From the sand dunes we watched surfers catch Atlantic waves pounding onto the five-mile sweep of St. Ouen's Bay. And from the Royal Jersey Golf Links we got a clear view of the magnificent 15th-Century fortified castle of Mont Orgueil.

The most dramatic landmark is Elizabeth Castle, the massive citadel high on a rock in the harbor of St. Helier. But the sightseer walking across the causeway to this fortification must be tide-wise. Jersey's 25-foot tide rushes in to maroon the unwary.

In the marshes, parkland and woods surrounding his 16th-Century manor, Les Augres, Gerald Durrell has created what many claim is the world's perfect zoo. He calls it Wildlife Preservation Trust or, in one of his dozen books, Menagerie Manor.
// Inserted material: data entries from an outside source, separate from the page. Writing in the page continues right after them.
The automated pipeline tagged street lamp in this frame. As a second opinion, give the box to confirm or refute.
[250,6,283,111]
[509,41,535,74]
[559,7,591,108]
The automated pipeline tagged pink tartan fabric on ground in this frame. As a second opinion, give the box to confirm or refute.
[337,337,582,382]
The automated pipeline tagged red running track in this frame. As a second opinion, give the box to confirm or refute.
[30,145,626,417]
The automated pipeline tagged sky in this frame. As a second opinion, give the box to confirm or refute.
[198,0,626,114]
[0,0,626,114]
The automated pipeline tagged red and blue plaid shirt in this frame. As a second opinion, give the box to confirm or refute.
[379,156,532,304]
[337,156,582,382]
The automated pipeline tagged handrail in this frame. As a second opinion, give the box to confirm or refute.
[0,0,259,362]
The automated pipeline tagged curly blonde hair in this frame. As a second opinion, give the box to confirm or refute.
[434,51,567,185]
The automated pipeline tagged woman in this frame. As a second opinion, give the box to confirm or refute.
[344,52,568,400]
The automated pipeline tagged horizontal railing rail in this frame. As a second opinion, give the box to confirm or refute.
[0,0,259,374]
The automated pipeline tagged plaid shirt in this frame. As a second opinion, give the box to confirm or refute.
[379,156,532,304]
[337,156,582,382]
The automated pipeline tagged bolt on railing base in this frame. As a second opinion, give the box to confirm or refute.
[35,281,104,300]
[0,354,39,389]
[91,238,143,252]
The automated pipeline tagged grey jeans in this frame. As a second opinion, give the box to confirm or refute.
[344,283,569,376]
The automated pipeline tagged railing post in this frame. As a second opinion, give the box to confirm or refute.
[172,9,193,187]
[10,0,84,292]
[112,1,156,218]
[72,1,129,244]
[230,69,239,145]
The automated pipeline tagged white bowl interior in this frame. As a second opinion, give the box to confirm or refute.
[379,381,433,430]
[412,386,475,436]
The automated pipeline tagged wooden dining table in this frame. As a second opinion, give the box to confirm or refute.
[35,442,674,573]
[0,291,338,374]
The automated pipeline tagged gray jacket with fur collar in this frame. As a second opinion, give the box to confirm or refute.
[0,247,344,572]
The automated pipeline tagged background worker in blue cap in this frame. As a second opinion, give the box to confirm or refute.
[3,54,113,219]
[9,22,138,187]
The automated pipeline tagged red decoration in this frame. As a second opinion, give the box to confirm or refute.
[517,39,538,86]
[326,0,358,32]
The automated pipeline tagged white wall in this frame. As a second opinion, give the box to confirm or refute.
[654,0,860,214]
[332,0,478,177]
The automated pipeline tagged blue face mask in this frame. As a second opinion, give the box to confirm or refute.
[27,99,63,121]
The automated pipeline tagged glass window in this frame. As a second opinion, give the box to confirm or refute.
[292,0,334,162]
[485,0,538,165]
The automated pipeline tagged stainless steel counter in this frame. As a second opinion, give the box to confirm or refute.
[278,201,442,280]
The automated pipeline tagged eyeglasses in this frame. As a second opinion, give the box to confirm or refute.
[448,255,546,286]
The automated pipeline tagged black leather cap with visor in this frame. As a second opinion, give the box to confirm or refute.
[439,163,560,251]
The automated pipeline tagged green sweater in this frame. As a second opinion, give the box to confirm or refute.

"This is a sanctuary for most of the desperately endangered species left on earth," says Grant Thompson, a frequent visitor from Florida.

"Non-carnivores roam up and down the garden paths and around the rose granite manor house, and children play and frolic about with the baby gorillas in the kitchen garden."

Durrell says that Trumpy, a gray-winged trumpeter, is apt to fly in his bedroom window at daybreak, waking everyone with a shrill report on the night's activity in the huge monkey house, in the domiciles of parrots, of the swans and ducks down in the water meadow and of the tapirs--Claudius and Claudette--in their paddocks.

In the walled garden we saw fat lions lying inside their walls in the sun. Nearby, cheetahs languidly draped amid the buttercups. The beautiful penguin pond is a favorite of tourists piling off buses from 10 a.m. to 5 p.m. daily.

In many ways, the animal nurseries are indistinguishable from most maternity hospitals. You see incubators, formulas, diapers, plastic pants and cut-out Walt Disney characters on walls and ceilings to give the babies' eyes some things to focus on.

The guide said, "Because gorilla mothers only learn from their clans in the wild, most babies born in the zoo must be removed (after a trial period of 30 to 40 hours with their mothers) to the nursery inside the manor."

We'd neglected to obtain visas for France, so we took a day's excursion to the tiny island of Sark instead of to Brittany.